第六節【領主の屋敷で】
あれから俺達は岬の上にある大きな屋敷に案内された。
屋敷は石造りの二階建ての真っ白な建物だった。
雨が降り続いているのに庭にある植木や芝の手入れもキチンと行き届いている。
門から敷地に入り、庭園を横切って屋敷の入り口に辿り着くと、扉が勝手に開いて俺達出迎えた。
自動ドアなんてものがこの異世界にもあったのか…。
「おかえりなさいませ、ご主人様。お帰りをお待ちしておりました。」
メイドさんだ。どうやら扉は彼女が開けたみたいだな。
一目見て、只者ではないと感じた。
動きの一つ一つが洗練されており、無駄と隙が一切無い身のこなし。
体も鍛えられているようで、体幹がしっかりとしていて、背筋もピンと伸びて微動だにしていない。
更に、こちらを見つめる瞳の奥は冷たい光が宿っており、ただ冷淡に俺の本質を見極めようとしている。
主人に近付く輩に害があるか、それを見極めようとしているのだ。
「私の屋敷へようこそ、カイト。彼女は私の専属従者のマリスだ。
マリス、彼はカイト。私の友人だ。丁重にもてなしてくれ」
「マリスと申します。カイト様、どうぞ屋敷にいる間はおくつろぎ下さいませ」
「こちらこそよろしくお願いします。ほら、リズナもちゃんと挨拶しなさい」
「……よろしく、おねがい、ます」
俺の後ろから顔だけ覗かせて挨拶するリズナ。
そんなリズナの態度を見て、マリスさんの眉がピクリと動いた。
怒ってるのかな?礼儀知らずだと思われたのかもしれないな。
後でキチンとフォローしておかなきゃな。
「まずは彼等を部屋へ案内してくれ。その後、応接間へ通してくれ」
「かしこまりました」
マークに支持されたマリスさんは、無言で先行し、二階の客間へ案内された。
俺とリズナに一部屋ずつ与えられるようだったが、リズナは相変わらず俺から離れなかった為、二人部屋の客間に案内された。
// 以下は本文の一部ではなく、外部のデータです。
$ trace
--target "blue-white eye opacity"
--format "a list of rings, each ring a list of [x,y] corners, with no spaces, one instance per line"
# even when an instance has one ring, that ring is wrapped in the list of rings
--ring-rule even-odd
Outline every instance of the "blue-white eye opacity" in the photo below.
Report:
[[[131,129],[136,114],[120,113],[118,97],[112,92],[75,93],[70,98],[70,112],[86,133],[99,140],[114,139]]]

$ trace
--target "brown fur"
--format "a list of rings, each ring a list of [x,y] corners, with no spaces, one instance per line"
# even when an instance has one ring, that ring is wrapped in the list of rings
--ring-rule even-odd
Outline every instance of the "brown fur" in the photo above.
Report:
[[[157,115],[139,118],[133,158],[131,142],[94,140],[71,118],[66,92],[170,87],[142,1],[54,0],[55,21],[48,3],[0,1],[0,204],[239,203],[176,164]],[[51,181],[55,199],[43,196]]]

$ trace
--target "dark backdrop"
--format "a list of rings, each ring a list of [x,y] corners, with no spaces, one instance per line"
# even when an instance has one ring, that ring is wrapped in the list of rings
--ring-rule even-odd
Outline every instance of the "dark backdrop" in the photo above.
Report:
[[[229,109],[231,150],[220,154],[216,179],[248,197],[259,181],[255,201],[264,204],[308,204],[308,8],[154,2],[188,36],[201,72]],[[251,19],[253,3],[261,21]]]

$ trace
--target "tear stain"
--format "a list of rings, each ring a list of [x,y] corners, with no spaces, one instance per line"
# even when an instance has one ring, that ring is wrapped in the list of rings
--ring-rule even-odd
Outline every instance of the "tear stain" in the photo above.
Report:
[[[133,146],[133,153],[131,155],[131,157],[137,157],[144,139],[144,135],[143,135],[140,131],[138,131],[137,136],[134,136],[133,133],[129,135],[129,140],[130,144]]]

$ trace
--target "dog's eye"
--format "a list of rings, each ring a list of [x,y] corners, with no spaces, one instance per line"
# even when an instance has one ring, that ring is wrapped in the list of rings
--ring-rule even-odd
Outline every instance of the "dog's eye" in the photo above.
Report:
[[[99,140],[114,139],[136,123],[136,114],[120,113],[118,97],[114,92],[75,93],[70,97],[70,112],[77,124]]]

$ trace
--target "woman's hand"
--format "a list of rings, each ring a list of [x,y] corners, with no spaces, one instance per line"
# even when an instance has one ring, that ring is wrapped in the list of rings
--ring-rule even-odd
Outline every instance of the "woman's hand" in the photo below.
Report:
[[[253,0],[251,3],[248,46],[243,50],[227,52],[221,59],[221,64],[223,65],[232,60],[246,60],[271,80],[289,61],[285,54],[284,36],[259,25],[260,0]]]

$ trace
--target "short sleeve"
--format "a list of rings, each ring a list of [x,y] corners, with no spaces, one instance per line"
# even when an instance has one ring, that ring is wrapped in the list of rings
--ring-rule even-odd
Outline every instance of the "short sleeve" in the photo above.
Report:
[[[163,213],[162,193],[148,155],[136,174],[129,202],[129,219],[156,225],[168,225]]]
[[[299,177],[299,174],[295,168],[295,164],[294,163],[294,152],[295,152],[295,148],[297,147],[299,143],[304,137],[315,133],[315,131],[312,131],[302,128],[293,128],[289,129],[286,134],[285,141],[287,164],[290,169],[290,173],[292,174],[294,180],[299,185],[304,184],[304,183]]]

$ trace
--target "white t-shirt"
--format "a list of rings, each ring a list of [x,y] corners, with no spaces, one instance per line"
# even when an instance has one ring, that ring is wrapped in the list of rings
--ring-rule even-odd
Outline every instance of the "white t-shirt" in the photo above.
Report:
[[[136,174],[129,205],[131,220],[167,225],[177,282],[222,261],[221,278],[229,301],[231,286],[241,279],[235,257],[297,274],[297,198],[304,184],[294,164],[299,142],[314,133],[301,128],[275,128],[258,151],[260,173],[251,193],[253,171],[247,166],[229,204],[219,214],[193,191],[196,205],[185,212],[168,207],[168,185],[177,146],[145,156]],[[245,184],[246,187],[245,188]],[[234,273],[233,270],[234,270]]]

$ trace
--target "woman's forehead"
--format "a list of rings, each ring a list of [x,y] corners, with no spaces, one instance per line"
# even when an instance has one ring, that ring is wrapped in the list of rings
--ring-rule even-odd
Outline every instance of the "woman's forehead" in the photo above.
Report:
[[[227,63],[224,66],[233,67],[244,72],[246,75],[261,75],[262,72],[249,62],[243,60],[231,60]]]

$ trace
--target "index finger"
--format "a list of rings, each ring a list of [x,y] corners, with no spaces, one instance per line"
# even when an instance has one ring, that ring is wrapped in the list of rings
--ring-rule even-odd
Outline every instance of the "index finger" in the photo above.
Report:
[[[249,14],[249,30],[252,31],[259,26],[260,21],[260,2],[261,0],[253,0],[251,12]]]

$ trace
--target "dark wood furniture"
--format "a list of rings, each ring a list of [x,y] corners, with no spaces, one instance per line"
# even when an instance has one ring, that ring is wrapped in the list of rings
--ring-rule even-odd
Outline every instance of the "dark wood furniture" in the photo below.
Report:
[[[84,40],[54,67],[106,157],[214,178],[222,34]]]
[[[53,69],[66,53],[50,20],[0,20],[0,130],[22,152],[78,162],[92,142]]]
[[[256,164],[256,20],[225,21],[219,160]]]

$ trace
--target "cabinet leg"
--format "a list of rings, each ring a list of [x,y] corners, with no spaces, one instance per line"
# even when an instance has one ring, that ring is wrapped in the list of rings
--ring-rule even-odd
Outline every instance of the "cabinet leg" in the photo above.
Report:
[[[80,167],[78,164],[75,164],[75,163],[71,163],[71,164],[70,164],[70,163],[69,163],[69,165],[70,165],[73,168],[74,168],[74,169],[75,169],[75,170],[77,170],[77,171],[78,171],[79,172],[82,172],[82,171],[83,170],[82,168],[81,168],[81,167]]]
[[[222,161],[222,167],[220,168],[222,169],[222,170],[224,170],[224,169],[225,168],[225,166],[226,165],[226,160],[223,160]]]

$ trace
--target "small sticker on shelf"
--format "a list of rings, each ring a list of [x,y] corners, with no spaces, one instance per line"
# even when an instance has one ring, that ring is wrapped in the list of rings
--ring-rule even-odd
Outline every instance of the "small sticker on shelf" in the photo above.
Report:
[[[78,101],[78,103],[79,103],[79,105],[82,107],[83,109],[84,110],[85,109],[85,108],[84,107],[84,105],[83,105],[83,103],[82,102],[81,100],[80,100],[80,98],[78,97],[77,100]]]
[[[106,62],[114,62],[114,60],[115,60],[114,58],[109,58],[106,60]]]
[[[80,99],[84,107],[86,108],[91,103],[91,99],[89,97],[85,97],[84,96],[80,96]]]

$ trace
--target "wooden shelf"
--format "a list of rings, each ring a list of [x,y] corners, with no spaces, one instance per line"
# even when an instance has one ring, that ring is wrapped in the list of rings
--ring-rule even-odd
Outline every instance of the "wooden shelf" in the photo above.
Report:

心なしか、マリスさんの俺を見る目がさらに冷たくなった気がする。
この目、昔どこかで…。
「それでは後程、お声を掛けさせて頂きますので、それまでお好きにおくつろぎ下さい」
そう言ってマリスさんは客間から立ち去った。
『……ぷはぁ!!やっっっっと!話せました!!』
俺達だけになった瞬間、イリアが大声を上げた。
そういえば、マーク達にはイリアの存在を明かしていなかったから、ずっとただのペンダントのフリをしていたんだったっけ。
……すっかり忘れてた。と言ったら怒るだろうな。
『……私のことなんかすっかり忘れていたような反応ですね、カイト?』
……人の考えを読むのはやめていただきたい。
「イリア、さん、おはよ?」
『おはよう、とは違いますけど…まぁそれが近いかもしれませんね』
リズナのお陰で助かった。
後でおやつをあげよう。
「ようやく港に着いたと思ったら、クウマがマークで領主で、代理の貴族が噂通りの屑で、しかもハンバーグラ〇だったとは…」
『またそれですか…。で、カイト。情報を集めてみて、何か解りましたか?』
「そうだな…」
ハッキリ言って、殆ど新しい情報は得られなかった。
雨が降り始めたのは半年くらい前。
しかし迷宮が発見されたのは一年以上も前のことだ。
迷宮が関係しているとしたら、発見されてから異変が起こるまでにタイムラグがあるのが気になる。
迷宮は世界各地に現れている。
ある地域では、迷宮周辺地帯が干ばつ化し、砂漠地帯が生まれてしまった。
ある地域では、海の水位が異常に上昇し、島の大半が海に沈んでしまった。
ある地域では、凶悪な魔物が大量に発生し、近隣の集落に被害を与えた。
迷宮は、出現すると様々な異常を引き起こすものであると俺とイリアは予想し、世界を回って迷宮と異常を調べているのだ。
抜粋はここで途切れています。